Ada Yonath
Affiliations
Weizmann Institute for Science
Biography
Ada Yonath, who is focusing on protein biosynthesis, graduated the Hebrew University, earned Ph.D. and from Weizmann Institute and completed postdoctoral studies at Mellon-Institute and MIT, USA. In the seventies she established the first structural-biology laboratory in Israel. She is the Kimmel Professor and Director of Kimmelman Center for Biomolecular Structure. During 1986-2004 she also headed Max-Planck-Research-Unit for Ribosome Structure in Hamburg. She is a member of US-National-Academy-of-Sciences; Israel Academy of Sciences and Humanities; German Science Academy (Leopoldina); EMBO; International Academy of Astronautics, UK Royal Society for Chemistry, the Pontificia Accademia delle Scienze (Vatican) and more. She holds honorary doctorates from Oslo, NYU, Mount Sinai, Oxford, Cambridge, Hamburg, Berlin-Technical, Patras, De La Salle University and most Israeli Universities. Her awards include the Israel Prize; Paul-Karrer Medal; Louisa-Gross-Horwitz Prize; Ehrlich-Ludwig Medal; Linus Pauling Gold Medal; Wolf Prize; UNESCO/L’Oreal Award; Albert-Einstein World Award for Excellence; Erice Peace Prize; Nobel Prize for Chemistry.
Abstract
Species-specific antibiotics and the microbiome
Ada Yonath, Department of Structural Biology, Weizmann Institute, Rehovot 76100, Israel
The current global escalation in resistance to antibiotics is a serious threat, as it seems that the world is headed for a post-antibiotic era, in which common infections and minor injuries that have been treatable for last decades could become fatal again. Ribosomes, the universal cellular machines that translate the genetic code into proteins, are paralyzed by many clinically useful antibiotics.

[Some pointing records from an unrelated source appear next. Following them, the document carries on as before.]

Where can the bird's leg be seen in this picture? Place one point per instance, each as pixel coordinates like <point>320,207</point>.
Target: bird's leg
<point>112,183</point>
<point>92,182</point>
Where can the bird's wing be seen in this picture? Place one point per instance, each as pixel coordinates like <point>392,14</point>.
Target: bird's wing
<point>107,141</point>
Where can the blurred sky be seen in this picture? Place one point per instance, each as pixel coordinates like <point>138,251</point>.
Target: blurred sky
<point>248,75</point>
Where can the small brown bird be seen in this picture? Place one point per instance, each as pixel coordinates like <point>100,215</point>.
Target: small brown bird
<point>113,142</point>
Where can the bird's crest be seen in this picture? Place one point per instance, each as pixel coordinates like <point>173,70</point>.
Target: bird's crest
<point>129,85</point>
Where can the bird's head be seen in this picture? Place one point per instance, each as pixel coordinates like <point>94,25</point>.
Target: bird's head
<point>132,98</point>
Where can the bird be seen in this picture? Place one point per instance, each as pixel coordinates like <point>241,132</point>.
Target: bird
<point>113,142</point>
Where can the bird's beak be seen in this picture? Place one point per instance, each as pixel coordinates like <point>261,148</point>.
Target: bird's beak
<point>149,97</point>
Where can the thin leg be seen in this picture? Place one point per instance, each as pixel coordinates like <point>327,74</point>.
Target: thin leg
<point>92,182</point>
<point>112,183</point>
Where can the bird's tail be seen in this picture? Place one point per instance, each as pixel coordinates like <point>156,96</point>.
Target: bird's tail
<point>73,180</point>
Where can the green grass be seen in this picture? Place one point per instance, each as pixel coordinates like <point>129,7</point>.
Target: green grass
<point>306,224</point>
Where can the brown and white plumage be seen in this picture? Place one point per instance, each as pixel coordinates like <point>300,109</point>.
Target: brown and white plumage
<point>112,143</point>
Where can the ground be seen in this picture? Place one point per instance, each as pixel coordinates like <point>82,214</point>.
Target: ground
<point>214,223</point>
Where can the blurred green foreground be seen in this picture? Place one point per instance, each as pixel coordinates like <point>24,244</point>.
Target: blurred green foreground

The structures of ribosomes from non-pathogenic bacteria, used as models for genuine pathogens, illuminated the antibiotics binding modes, inhibitory actions, synergism pathways, the differentiation between patients vs. pathogens and mechanisms leading to bacterial resistance.
However, as species specific diversity was detected in susceptibility to infectious diseases, our structural studies have been extended to ribosomes from genuine pathogens. The high resolution structures of the ribosomal particle from a genuine multi-resistant pathogen in complex with several antibiotics, highlighted subtle, albeit highly significant structural elements that can account partially or fully for species specificity and may lead to the design of species specific drug, while preserving the microbiome.